Monday, July 23, 2018

PENTINGNYA ILMU SEBELUM BERAMAL


Oleh Siswo Kusyudhanto
Beberapa hari yang lalu ada teman yang bergerak dalam gerakan pemberantasan riba, menanyakan perihal aksi menjual makanan berupa nasi ayam kepada masyarakat, dan saat membayar makanan nominalnya tergantung si pembeli, jika diantara pembeli tidak mampu membayar karena keadaan ekonominya maka akan digratiskan, alias tidak bayar, langsung teringat dengan kajian Ustadz Erwandi Tarmidzi mengenai jual beli gharar , yakni jual beli untung2an atau spekulasi, tidak jelas antara harga dan barangnya. Lalu saya katakan kepadanya bahwa jual beli seperti ini setau saya masuk kedalam jenis akad jual beli gharar berat yang dilarang para ulama.
Lalu saya usulkan agar merubah akadnya, mengikuti seperti yang dilakukan seorang muallaf di Jakarta, karena dia ingin membantu para fakir miskin maka dia menjual nasi kuning dengan harga sangat murah, yakni cuma 3 ribu rupiah, padahal mungkin rata-rata nasi serupa di Jakarta dijual seharga 10 ribu sampai 15 ribu rupiah, dengan demikian banyak para tunawisma dan fakir miskin terbantu dengan nasi murah ini.
Kemudian usulan saya disampaikan kepada kelompok gerakan anti riba itu, dan alhamdulillah usulan saya diterima, mereka merubah akadnya menjadi menjual nasi lebih murah dari kebanyakan penjual nasi setempat.
Jadi makin memahami pentingnya berilmu sebelum beramal, dan membuktikan bahwa niat baik tampa ilmu yang cukup menjadikan mudah bagi kita terjerumus dalam kesalahan bertindak dan bersikap.
Waalahua'lam.
-----
JUAL BELI GHARAR
Oleh
Ustadz Abu Asma Kholid Syamhudi di web almanhaj.or.id
DEFINISI GHARAR
Menurut bahasa Arab, makna al-gharar adalah, al-khathr (pertaruhan) [1]. Sehingga Syaikhul Islam Ibnu Taimiyyah menyatakan, al-gharar adalah yang tidak jelas hasilnya (majhul al-‘aqibah) [2]. Sedangkan menurut Syaikh As-Sa’di, al-gharar adalah al-mukhatharah (pertaruhan) dan al-jahalah (ketidak jelasan). Perihal ini masuk dalam kategori perjudian [3].
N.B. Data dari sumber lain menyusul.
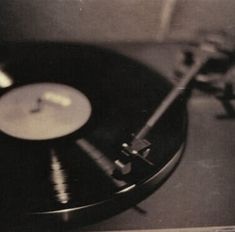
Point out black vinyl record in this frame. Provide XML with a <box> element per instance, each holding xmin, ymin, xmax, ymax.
<box><xmin>0</xmin><ymin>43</ymin><xmax>187</xmax><ymax>229</ymax></box>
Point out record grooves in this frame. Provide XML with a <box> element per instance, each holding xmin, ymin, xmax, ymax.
<box><xmin>0</xmin><ymin>43</ymin><xmax>187</xmax><ymax>228</ymax></box>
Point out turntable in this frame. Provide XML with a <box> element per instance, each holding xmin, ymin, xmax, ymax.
<box><xmin>0</xmin><ymin>2</ymin><xmax>235</xmax><ymax>231</ymax></box>
<box><xmin>0</xmin><ymin>33</ymin><xmax>234</xmax><ymax>231</ymax></box>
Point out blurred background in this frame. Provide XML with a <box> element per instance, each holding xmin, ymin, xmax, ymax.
<box><xmin>0</xmin><ymin>0</ymin><xmax>235</xmax><ymax>43</ymax></box>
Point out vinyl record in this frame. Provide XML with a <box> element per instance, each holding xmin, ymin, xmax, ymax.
<box><xmin>0</xmin><ymin>43</ymin><xmax>187</xmax><ymax>228</ymax></box>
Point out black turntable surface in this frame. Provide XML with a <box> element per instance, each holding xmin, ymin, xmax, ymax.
<box><xmin>0</xmin><ymin>43</ymin><xmax>187</xmax><ymax>230</ymax></box>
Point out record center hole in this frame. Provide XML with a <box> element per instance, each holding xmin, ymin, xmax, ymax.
<box><xmin>30</xmin><ymin>98</ymin><xmax>43</xmax><ymax>113</ymax></box>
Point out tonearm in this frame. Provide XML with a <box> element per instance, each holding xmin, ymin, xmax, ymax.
<box><xmin>114</xmin><ymin>34</ymin><xmax>235</xmax><ymax>176</ymax></box>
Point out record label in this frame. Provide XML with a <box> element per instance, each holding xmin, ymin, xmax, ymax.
<box><xmin>0</xmin><ymin>83</ymin><xmax>92</xmax><ymax>140</ymax></box>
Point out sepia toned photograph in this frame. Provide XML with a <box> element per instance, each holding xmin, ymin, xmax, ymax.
<box><xmin>0</xmin><ymin>0</ymin><xmax>234</xmax><ymax>231</ymax></box>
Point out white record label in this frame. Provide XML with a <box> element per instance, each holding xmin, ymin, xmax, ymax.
<box><xmin>0</xmin><ymin>83</ymin><xmax>92</xmax><ymax>140</ymax></box>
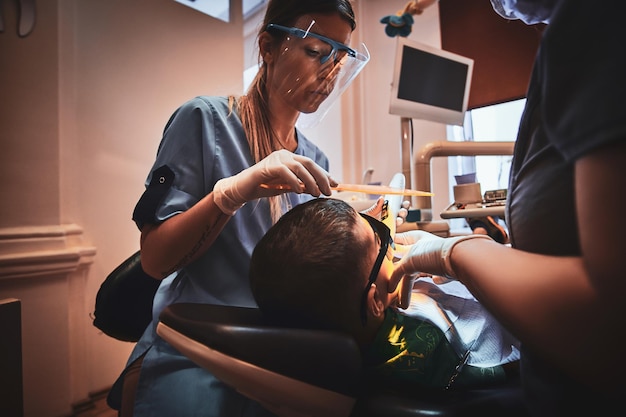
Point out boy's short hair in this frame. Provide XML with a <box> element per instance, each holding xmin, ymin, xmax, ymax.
<box><xmin>250</xmin><ymin>198</ymin><xmax>371</xmax><ymax>332</ymax></box>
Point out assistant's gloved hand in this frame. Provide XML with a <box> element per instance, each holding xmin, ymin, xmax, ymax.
<box><xmin>361</xmin><ymin>197</ymin><xmax>409</xmax><ymax>227</ymax></box>
<box><xmin>389</xmin><ymin>230</ymin><xmax>493</xmax><ymax>292</ymax></box>
<box><xmin>397</xmin><ymin>200</ymin><xmax>410</xmax><ymax>227</ymax></box>
<box><xmin>213</xmin><ymin>150</ymin><xmax>336</xmax><ymax>215</ymax></box>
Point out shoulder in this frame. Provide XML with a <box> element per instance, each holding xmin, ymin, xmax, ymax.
<box><xmin>540</xmin><ymin>1</ymin><xmax>626</xmax><ymax>159</ymax></box>
<box><xmin>176</xmin><ymin>96</ymin><xmax>232</xmax><ymax>116</ymax></box>
<box><xmin>165</xmin><ymin>96</ymin><xmax>241</xmax><ymax>132</ymax></box>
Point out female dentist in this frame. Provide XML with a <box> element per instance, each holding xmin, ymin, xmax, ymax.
<box><xmin>106</xmin><ymin>1</ymin><xmax>369</xmax><ymax>416</ymax></box>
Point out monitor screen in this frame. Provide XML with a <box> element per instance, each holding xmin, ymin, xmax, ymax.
<box><xmin>389</xmin><ymin>37</ymin><xmax>474</xmax><ymax>126</ymax></box>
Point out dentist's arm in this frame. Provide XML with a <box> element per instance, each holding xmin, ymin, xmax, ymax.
<box><xmin>213</xmin><ymin>150</ymin><xmax>336</xmax><ymax>215</ymax></box>
<box><xmin>140</xmin><ymin>150</ymin><xmax>336</xmax><ymax>279</ymax></box>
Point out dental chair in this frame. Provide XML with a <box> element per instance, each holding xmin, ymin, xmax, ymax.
<box><xmin>157</xmin><ymin>303</ymin><xmax>529</xmax><ymax>417</ymax></box>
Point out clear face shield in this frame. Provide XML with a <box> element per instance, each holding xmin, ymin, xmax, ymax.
<box><xmin>265</xmin><ymin>18</ymin><xmax>370</xmax><ymax>129</ymax></box>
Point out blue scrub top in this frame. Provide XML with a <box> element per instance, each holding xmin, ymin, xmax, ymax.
<box><xmin>108</xmin><ymin>96</ymin><xmax>330</xmax><ymax>416</ymax></box>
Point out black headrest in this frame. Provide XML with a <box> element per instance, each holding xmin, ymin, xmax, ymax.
<box><xmin>159</xmin><ymin>303</ymin><xmax>363</xmax><ymax>397</ymax></box>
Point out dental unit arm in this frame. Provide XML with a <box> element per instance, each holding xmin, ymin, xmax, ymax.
<box><xmin>414</xmin><ymin>139</ymin><xmax>514</xmax><ymax>209</ymax></box>
<box><xmin>395</xmin><ymin>139</ymin><xmax>515</xmax><ymax>306</ymax></box>
<box><xmin>403</xmin><ymin>136</ymin><xmax>515</xmax><ymax>221</ymax></box>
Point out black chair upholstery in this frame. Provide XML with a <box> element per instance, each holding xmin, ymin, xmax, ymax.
<box><xmin>157</xmin><ymin>303</ymin><xmax>529</xmax><ymax>417</ymax></box>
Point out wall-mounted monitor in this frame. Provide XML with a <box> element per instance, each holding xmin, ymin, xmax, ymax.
<box><xmin>389</xmin><ymin>37</ymin><xmax>474</xmax><ymax>126</ymax></box>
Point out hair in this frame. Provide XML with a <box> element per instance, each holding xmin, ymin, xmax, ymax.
<box><xmin>249</xmin><ymin>198</ymin><xmax>371</xmax><ymax>332</ymax></box>
<box><xmin>229</xmin><ymin>0</ymin><xmax>356</xmax><ymax>223</ymax></box>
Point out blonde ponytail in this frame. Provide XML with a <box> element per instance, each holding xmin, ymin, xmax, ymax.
<box><xmin>230</xmin><ymin>65</ymin><xmax>286</xmax><ymax>223</ymax></box>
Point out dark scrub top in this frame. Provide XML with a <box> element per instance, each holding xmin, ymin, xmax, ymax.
<box><xmin>506</xmin><ymin>0</ymin><xmax>625</xmax><ymax>415</ymax></box>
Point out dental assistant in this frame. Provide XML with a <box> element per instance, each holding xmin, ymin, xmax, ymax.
<box><xmin>106</xmin><ymin>1</ymin><xmax>368</xmax><ymax>416</ymax></box>
<box><xmin>390</xmin><ymin>0</ymin><xmax>625</xmax><ymax>415</ymax></box>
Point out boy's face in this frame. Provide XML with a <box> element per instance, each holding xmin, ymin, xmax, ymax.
<box><xmin>357</xmin><ymin>213</ymin><xmax>399</xmax><ymax>309</ymax></box>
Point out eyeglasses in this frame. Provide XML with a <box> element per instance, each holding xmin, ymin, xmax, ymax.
<box><xmin>266</xmin><ymin>23</ymin><xmax>357</xmax><ymax>65</ymax></box>
<box><xmin>359</xmin><ymin>213</ymin><xmax>394</xmax><ymax>325</ymax></box>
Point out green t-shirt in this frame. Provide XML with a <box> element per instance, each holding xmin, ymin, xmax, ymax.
<box><xmin>362</xmin><ymin>308</ymin><xmax>506</xmax><ymax>390</ymax></box>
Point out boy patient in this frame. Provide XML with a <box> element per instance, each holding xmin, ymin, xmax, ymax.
<box><xmin>249</xmin><ymin>198</ymin><xmax>519</xmax><ymax>390</ymax></box>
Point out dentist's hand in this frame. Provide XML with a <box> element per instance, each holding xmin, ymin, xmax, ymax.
<box><xmin>213</xmin><ymin>150</ymin><xmax>336</xmax><ymax>215</ymax></box>
<box><xmin>389</xmin><ymin>230</ymin><xmax>493</xmax><ymax>293</ymax></box>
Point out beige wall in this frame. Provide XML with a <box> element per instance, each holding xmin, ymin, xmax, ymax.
<box><xmin>1</xmin><ymin>0</ymin><xmax>248</xmax><ymax>415</ymax></box>
<box><xmin>0</xmin><ymin>1</ymin><xmax>448</xmax><ymax>416</ymax></box>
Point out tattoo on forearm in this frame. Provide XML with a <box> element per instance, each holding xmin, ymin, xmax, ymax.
<box><xmin>159</xmin><ymin>216</ymin><xmax>222</xmax><ymax>277</ymax></box>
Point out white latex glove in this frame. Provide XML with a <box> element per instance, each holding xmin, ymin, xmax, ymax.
<box><xmin>213</xmin><ymin>150</ymin><xmax>336</xmax><ymax>215</ymax></box>
<box><xmin>361</xmin><ymin>197</ymin><xmax>408</xmax><ymax>227</ymax></box>
<box><xmin>390</xmin><ymin>230</ymin><xmax>493</xmax><ymax>291</ymax></box>
<box><xmin>396</xmin><ymin>200</ymin><xmax>410</xmax><ymax>227</ymax></box>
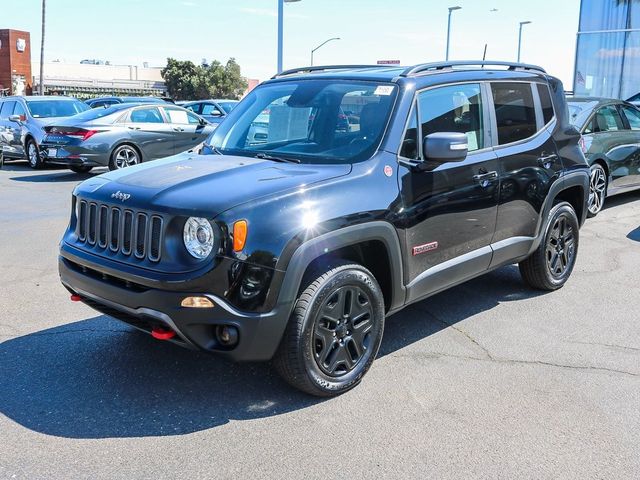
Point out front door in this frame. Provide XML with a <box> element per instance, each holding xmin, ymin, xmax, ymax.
<box><xmin>161</xmin><ymin>107</ymin><xmax>211</xmax><ymax>153</ymax></box>
<box><xmin>616</xmin><ymin>104</ymin><xmax>640</xmax><ymax>188</ymax></box>
<box><xmin>123</xmin><ymin>106</ymin><xmax>175</xmax><ymax>160</ymax></box>
<box><xmin>398</xmin><ymin>82</ymin><xmax>499</xmax><ymax>302</ymax></box>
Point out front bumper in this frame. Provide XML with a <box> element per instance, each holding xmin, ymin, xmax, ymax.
<box><xmin>59</xmin><ymin>255</ymin><xmax>292</xmax><ymax>362</ymax></box>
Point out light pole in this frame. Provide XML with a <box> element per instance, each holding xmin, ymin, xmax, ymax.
<box><xmin>445</xmin><ymin>6</ymin><xmax>461</xmax><ymax>61</ymax></box>
<box><xmin>277</xmin><ymin>0</ymin><xmax>301</xmax><ymax>74</ymax></box>
<box><xmin>517</xmin><ymin>21</ymin><xmax>532</xmax><ymax>63</ymax></box>
<box><xmin>310</xmin><ymin>37</ymin><xmax>340</xmax><ymax>66</ymax></box>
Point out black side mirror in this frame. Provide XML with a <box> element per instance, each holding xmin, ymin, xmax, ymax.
<box><xmin>423</xmin><ymin>132</ymin><xmax>468</xmax><ymax>162</ymax></box>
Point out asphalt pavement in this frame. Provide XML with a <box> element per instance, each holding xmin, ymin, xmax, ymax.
<box><xmin>1</xmin><ymin>162</ymin><xmax>639</xmax><ymax>479</ymax></box>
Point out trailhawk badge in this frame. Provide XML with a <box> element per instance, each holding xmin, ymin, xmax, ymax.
<box><xmin>111</xmin><ymin>191</ymin><xmax>131</xmax><ymax>202</ymax></box>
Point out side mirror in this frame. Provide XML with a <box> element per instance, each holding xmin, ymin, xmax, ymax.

Sehingga , dari penjelasan ini, dapat diambil pengertian, yang dimaksud jual beli gharar adalah, semua jual beli yang mengandung ketidakjelasan ; pertaruhan, atau perjudian. [4]
HUKUM GHARAR
Dalam syari’at Islam, jual beli gharar ini terlarang. Dengan dasar sabda Rasulullah Shallallahu ‘alaihi wa sallam dalam hadits Abu Hurairah yang berbunyi:
نَهَى رَسُولُ اللَّهِ صَلَّى اللَّهُ عَلَيْهِ وَسَلَّمَ عَنْ بَيْعِ الْحَصَاةِ وَعَنْ بَيْعِ الْغَرَرِ
“Rasulullah Shallallahu ‘alaihi wa sallam melarang jual beli al-hashah dan jual beli gharar” [5]
Dalam sistem jual beli gharar ini terdapat unsur memakan harta orang lain dengan cara batil. Padahal Allah melarang memakan harta orang lain dengan cara batil sebagaimana tersebut dalam firmanNya.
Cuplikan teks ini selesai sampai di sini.